Storm barrels into US north-east (video)

Other News Materials 4 December 2007 12:55 (UTC +04:00)

( AP ) - Drivers in much of the US north-east navigated a treacherous mix of rain, sleet and snow as a storm blamed for at least 16 deaths blanketed the region.

Schools cancelled or delayed classes from New York to Maine as the region's first snowstorm of the season whipped up winds gusting to 64 km/h.

At the same time, a new storm system wreaking havoc on the West Coast was expected to give the Midwest a second blast of snow.

The US National Weather Service said 33 cm of snow was possible in the mountains of northern New England, with the potential for 50 cm in northern Maine. Winter storm warnings were in effect in Vermont, New Hampshire, Maine and northern and western New York.

"It's snowing so hard you can hardly keep your eyes open," said Bill Swain, spokesman for Maine's Sugarloaf USA ski area in Carrabassett Valley.

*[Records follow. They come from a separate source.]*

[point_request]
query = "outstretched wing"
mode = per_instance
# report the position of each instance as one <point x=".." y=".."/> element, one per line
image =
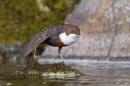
<point x="40" y="37"/>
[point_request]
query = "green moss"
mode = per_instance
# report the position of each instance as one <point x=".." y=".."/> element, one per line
<point x="48" y="70"/>
<point x="21" y="19"/>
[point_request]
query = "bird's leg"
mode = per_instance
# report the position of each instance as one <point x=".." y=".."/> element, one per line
<point x="59" y="51"/>
<point x="32" y="59"/>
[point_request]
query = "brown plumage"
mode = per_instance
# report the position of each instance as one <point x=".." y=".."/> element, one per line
<point x="49" y="35"/>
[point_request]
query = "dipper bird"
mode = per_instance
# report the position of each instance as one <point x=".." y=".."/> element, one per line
<point x="59" y="35"/>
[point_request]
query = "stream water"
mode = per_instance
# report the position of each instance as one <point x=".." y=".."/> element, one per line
<point x="95" y="73"/>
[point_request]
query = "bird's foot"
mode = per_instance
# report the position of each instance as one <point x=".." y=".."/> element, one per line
<point x="62" y="63"/>
<point x="32" y="63"/>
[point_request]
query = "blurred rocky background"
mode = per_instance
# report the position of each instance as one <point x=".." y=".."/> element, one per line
<point x="104" y="25"/>
<point x="105" y="29"/>
<point x="21" y="19"/>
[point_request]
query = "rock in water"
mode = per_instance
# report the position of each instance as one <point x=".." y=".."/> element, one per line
<point x="55" y="70"/>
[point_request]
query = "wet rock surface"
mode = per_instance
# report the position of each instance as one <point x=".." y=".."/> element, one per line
<point x="104" y="26"/>
<point x="49" y="71"/>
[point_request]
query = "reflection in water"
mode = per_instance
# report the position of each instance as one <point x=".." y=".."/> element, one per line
<point x="96" y="73"/>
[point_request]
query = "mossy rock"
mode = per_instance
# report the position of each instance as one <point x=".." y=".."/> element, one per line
<point x="49" y="71"/>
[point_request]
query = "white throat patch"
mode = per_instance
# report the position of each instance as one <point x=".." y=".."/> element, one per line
<point x="70" y="39"/>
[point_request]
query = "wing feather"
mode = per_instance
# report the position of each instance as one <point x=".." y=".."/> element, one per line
<point x="40" y="37"/>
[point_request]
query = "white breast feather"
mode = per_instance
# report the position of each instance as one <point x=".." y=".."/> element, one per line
<point x="70" y="39"/>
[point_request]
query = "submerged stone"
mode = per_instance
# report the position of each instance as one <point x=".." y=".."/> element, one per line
<point x="49" y="71"/>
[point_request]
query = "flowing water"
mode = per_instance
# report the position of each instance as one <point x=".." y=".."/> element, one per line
<point x="95" y="73"/>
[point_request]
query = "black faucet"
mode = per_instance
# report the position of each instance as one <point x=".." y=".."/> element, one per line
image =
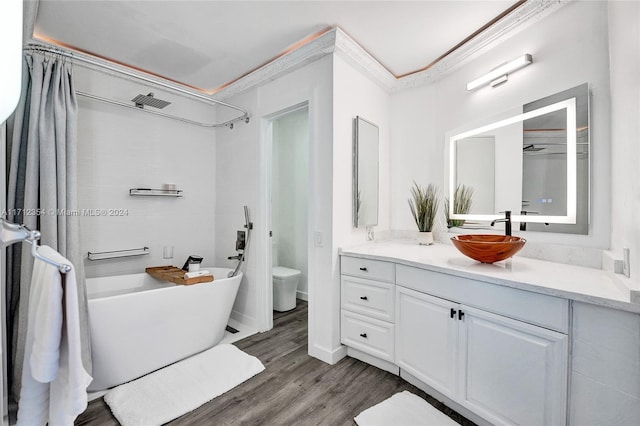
<point x="507" y="222"/>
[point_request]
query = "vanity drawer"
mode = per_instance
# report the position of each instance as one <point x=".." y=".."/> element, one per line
<point x="368" y="335"/>
<point x="368" y="268"/>
<point x="367" y="297"/>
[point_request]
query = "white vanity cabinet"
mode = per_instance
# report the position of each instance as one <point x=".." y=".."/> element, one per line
<point x="507" y="371"/>
<point x="497" y="352"/>
<point x="368" y="311"/>
<point x="427" y="341"/>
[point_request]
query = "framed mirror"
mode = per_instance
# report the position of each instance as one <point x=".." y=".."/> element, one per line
<point x="534" y="163"/>
<point x="365" y="173"/>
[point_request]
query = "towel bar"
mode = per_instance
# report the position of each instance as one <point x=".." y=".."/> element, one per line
<point x="102" y="255"/>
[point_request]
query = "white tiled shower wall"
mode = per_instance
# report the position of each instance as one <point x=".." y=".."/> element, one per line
<point x="120" y="149"/>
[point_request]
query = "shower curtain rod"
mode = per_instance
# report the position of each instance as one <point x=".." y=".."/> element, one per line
<point x="229" y="123"/>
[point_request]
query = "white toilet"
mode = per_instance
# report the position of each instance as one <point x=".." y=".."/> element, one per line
<point x="285" y="284"/>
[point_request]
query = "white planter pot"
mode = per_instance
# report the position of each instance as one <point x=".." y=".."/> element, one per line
<point x="425" y="238"/>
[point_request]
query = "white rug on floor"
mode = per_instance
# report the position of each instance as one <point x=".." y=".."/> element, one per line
<point x="163" y="395"/>
<point x="403" y="409"/>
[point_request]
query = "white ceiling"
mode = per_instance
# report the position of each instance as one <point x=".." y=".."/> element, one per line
<point x="207" y="44"/>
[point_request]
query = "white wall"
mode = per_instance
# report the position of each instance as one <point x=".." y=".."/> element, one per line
<point x="121" y="149"/>
<point x="569" y="47"/>
<point x="624" y="45"/>
<point x="355" y="94"/>
<point x="241" y="178"/>
<point x="290" y="198"/>
<point x="335" y="92"/>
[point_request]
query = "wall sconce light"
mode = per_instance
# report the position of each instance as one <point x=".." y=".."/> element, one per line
<point x="500" y="74"/>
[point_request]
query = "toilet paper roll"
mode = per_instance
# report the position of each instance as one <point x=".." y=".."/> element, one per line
<point x="188" y="275"/>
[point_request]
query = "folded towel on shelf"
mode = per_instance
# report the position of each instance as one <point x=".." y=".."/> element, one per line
<point x="194" y="274"/>
<point x="54" y="381"/>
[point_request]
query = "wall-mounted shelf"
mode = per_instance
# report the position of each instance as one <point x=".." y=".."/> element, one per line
<point x="155" y="192"/>
<point x="117" y="253"/>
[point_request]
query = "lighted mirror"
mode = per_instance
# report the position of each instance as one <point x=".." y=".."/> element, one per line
<point x="534" y="163"/>
<point x="365" y="173"/>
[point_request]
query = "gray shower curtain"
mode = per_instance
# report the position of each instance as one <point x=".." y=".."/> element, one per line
<point x="42" y="183"/>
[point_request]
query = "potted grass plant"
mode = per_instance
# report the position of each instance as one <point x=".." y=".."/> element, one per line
<point x="462" y="200"/>
<point x="423" y="205"/>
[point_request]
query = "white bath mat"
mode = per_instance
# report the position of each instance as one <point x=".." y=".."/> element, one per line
<point x="403" y="409"/>
<point x="168" y="393"/>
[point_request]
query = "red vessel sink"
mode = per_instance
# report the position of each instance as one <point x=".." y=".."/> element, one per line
<point x="488" y="248"/>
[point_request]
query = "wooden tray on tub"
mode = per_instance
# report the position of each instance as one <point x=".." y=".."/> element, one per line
<point x="175" y="275"/>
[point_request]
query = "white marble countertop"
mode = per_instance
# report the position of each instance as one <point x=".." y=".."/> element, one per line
<point x="588" y="285"/>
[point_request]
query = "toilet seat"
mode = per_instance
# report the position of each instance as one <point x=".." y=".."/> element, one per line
<point x="284" y="272"/>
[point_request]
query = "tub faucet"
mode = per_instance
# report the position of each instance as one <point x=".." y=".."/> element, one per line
<point x="507" y="222"/>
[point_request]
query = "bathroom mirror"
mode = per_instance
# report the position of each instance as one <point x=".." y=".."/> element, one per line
<point x="365" y="173"/>
<point x="534" y="163"/>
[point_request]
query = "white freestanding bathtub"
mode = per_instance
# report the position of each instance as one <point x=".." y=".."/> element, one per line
<point x="140" y="324"/>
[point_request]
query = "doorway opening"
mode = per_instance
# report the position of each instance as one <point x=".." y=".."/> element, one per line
<point x="289" y="208"/>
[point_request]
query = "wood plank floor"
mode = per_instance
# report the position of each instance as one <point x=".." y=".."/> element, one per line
<point x="294" y="389"/>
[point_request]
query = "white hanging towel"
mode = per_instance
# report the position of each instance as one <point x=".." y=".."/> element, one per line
<point x="54" y="381"/>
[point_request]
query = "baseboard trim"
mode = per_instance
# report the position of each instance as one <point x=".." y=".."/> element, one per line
<point x="444" y="399"/>
<point x="244" y="319"/>
<point x="326" y="355"/>
<point x="376" y="362"/>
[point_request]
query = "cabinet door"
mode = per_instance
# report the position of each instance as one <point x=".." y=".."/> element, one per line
<point x="511" y="372"/>
<point x="426" y="338"/>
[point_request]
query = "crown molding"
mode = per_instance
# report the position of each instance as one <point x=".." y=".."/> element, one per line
<point x="529" y="13"/>
<point x="303" y="55"/>
<point x="336" y="40"/>
<point x="350" y="50"/>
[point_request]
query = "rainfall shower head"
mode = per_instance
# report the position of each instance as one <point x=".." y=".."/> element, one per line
<point x="142" y="100"/>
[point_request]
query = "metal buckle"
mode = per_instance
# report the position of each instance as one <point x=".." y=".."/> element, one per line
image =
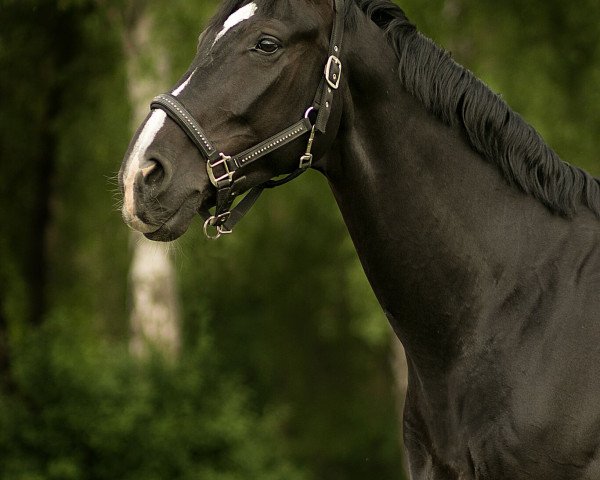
<point x="306" y="161"/>
<point x="333" y="79"/>
<point x="217" y="223"/>
<point x="227" y="175"/>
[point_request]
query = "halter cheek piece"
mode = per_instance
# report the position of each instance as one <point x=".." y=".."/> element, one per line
<point x="222" y="168"/>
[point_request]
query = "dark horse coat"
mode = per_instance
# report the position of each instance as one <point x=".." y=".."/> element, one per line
<point x="482" y="246"/>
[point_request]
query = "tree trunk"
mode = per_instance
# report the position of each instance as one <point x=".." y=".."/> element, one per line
<point x="155" y="312"/>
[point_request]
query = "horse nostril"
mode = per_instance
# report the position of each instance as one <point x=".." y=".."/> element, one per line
<point x="153" y="174"/>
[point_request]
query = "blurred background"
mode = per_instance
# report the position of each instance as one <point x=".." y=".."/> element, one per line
<point x="121" y="359"/>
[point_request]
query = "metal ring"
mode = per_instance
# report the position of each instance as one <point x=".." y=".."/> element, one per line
<point x="208" y="224"/>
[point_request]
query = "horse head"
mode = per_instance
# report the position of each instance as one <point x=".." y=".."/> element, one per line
<point x="253" y="81"/>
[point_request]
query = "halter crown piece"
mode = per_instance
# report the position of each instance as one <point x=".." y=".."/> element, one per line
<point x="222" y="167"/>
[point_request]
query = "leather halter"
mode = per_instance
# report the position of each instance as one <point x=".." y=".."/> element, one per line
<point x="222" y="168"/>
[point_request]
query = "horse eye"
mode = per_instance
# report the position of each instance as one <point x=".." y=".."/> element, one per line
<point x="267" y="45"/>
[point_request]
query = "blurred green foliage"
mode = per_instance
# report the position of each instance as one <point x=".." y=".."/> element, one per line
<point x="289" y="380"/>
<point x="87" y="410"/>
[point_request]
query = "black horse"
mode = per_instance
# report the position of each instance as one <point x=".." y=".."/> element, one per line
<point x="481" y="245"/>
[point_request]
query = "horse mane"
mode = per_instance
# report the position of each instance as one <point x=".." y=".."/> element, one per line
<point x="456" y="97"/>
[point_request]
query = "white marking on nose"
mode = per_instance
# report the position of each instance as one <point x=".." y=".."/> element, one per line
<point x="236" y="18"/>
<point x="181" y="87"/>
<point x="134" y="162"/>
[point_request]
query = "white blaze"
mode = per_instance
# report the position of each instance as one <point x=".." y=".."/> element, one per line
<point x="181" y="87"/>
<point x="236" y="18"/>
<point x="134" y="162"/>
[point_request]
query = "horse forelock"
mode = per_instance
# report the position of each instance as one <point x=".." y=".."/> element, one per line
<point x="456" y="97"/>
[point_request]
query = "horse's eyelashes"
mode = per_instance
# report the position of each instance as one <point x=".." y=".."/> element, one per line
<point x="268" y="45"/>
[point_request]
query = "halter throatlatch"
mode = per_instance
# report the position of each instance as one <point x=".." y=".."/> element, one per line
<point x="223" y="169"/>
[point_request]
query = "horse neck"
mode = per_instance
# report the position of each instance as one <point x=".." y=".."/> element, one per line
<point x="426" y="213"/>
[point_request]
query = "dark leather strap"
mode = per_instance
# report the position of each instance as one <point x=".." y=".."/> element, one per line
<point x="177" y="112"/>
<point x="290" y="134"/>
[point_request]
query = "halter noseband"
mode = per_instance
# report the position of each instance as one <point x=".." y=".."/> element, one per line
<point x="221" y="168"/>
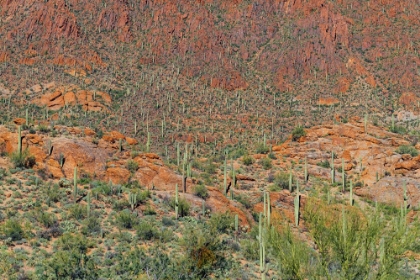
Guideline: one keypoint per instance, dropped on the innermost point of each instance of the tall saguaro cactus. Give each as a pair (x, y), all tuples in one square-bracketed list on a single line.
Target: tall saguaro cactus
[(75, 184), (20, 140), (297, 205), (332, 168), (176, 201), (225, 178), (132, 199)]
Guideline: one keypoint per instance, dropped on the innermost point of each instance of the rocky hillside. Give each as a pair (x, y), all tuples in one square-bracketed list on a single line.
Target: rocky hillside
[(277, 60), (108, 201)]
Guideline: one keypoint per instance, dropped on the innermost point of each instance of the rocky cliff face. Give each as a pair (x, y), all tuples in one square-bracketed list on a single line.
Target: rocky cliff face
[(289, 41)]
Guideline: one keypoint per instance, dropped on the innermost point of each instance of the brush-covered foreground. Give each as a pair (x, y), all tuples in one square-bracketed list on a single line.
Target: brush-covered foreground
[(99, 230)]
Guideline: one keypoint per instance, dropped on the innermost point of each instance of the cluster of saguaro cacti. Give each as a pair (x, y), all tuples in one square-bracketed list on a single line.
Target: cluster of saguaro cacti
[(263, 225), (262, 247)]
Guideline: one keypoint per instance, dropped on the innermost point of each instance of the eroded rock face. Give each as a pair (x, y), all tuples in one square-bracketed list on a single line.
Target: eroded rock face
[(61, 96), (368, 157)]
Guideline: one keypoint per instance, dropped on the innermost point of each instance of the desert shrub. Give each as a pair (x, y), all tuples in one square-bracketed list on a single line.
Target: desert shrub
[(70, 259), (398, 129), (297, 133), (296, 258), (406, 149), (352, 243), (203, 252), (167, 221), (43, 128), (125, 219), (22, 159), (324, 164), (77, 211), (183, 206), (247, 160), (222, 222), (281, 180), (91, 225), (46, 219), (53, 231), (12, 229), (250, 249), (201, 191), (120, 204), (262, 149), (266, 163), (54, 193), (147, 231), (132, 166), (244, 200)]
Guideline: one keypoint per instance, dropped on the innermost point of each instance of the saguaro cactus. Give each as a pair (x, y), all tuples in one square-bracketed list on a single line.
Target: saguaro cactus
[(297, 205), (75, 184), (176, 201), (20, 140), (405, 197), (225, 177), (88, 204), (290, 180), (343, 175), (332, 168)]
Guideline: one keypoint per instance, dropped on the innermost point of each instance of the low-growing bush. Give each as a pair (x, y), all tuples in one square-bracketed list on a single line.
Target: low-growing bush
[(147, 231), (266, 163), (297, 133), (201, 191), (125, 219), (406, 149), (247, 160)]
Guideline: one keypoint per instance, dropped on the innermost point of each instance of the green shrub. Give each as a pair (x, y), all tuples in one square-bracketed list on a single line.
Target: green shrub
[(78, 211), (12, 229), (266, 163), (147, 231), (250, 249), (91, 225), (23, 159), (262, 149), (247, 160), (324, 163), (297, 133), (125, 219), (222, 222), (281, 181), (398, 129), (244, 200), (406, 149), (132, 166), (201, 191), (183, 206)]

Icy or wet pavement was blamed for four deaths in Michigan, three in Wisconsin, two each in New Jersey and Ohio, and one each in Illinois, Indiana, New York, North Dakota and Colorado. One of the New Jersey deaths occurred during the night in a 15-car pileup that also injured 28 people, police said.

Hundreds of flights into the New York City area's three main airports - Kennedy, Newark Liberty and LaGuardia - and at Chicago's O'Hare were delayed over the weekend.

Nearly 26,000 customers were without power about noon in Connecticut. Power outages in north-east Ohio and north-west Pennsylvania had blacked out more than 20,000 customers.

On the opposite side of the US, a new storm system hammered the Northwest with wind gusting higher than 160 km/h in some spots.

Mudslides halted north-south Amtrak passenger train service between Eugene, Oregon, and Vancouver, British Columbia. Utilities said about 70,000 homes and businesses were blocked out in Northern California, Oregon and Washington.

The Northwest's severe weather was expected to reach the Upper Midwest with snow, the weather service in Minneapolis said.